Их поставили левее, и с этого времени у батальона появился сосед, с которым надо было договариваться о стыке.

Договариваться ходил Родин, и ходил трижды.

Командир батальона у соседей был поручник лет двадцати восьми, говоривший по-русски свободно, потому что вырос под Львовом, и с ним было легко и неловко одновременно.

Легко — потому что он был грамотный и понимал с полуслова.

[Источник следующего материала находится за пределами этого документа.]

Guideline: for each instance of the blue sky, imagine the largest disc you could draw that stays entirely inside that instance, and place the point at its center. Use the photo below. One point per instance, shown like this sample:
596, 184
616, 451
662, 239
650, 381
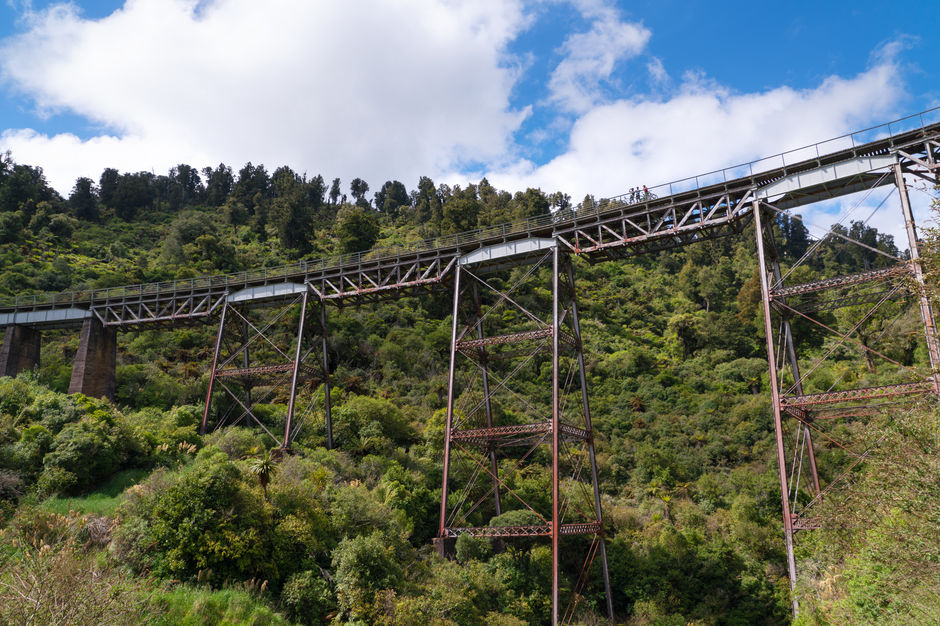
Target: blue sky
583, 96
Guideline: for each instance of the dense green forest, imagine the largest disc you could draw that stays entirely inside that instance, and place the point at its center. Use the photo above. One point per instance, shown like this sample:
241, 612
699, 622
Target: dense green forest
121, 513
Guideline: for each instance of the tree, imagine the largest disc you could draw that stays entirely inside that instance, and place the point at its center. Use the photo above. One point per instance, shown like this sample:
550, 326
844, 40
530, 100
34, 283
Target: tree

Неловко — потому что за все три встречи он ни разу не заговорил о Варшаве, и Родин ни разу не спросил.

Первая встреча была служебная и заняла сорок минут.

Разбирали стык: где кончается его сектор и начинается родинский, кто отвечает за промежуток, как обозначать себя.

Договорились быстро и толково.

Вторая была через неделю и вышла длиннее.

Поручник спросил у Родина про немецкие тяжёлые машины — как их берут, с какой дистанции, чем, — и Родин рассказал ему всё, что знал, и рассказывал час, и на бумаге чертил схемы.

Он делал это охотно, потому что человек спрашивал по делу.

В конце поручник сказал:

— У меня в батальоне двенадцать машин. Из них восемь — экипажи, которые до этого воевали в другой армии.

— В какой?

Поручник посмотрел на него.

— В той, которая была раньше, — ответил он. — Товарищ майор, я вам это говорю не для разговора. Я вам это говорю, чтобы вы понимали, кто у вас слева.

Родин его понял.

Третья встреча была в сентябре, короткая, и на прощание поручник сказал одну вещь.

— У меня в роте четверо оттуда, — сказал он. — Из Варшавы.

Родин промолчал.

— Вы не думайте, они службу несут, — произнес поручник. — Просто по ночам не спят.

Он козырнул и ушёл.

Родин потом видел его ещё дважды и в январе сорок пятого узнал, что тот погиб при прорыве с плацдарма.

Конец седьмой главы.

Глава 8

Пополнение батальон получил двадцать восьмого декабря, и после него в строю стало двадцать одна машина.

Двадцать одна — это по штату.

За три года войны Родин не видел своей части в полном составе ни разу. В сорок первом он принимал роту, в которой было четыре машины из десяти. В сорок втором — семь. Под Курском батальон вышел в поле имея двенадцать при двадцати одной положенной, и это тогда считалось хорошо.

Теперь стояла двадцать одна, и все были восемьдесят пятые, и у всех был полный боекомплект.

Он обошёл их тридцать первого декабря, к вечеру, и обход занял два с половиной часа вместо обычного часа.

Он шёл по плацдарму, по ходам сообщения, отрытым в сентябре и одетым лозой в октябре, мимо землянок с сёминскими печами, мимо мастерской Ковальчука, из которой тянуло горелой окалиной, — и считал.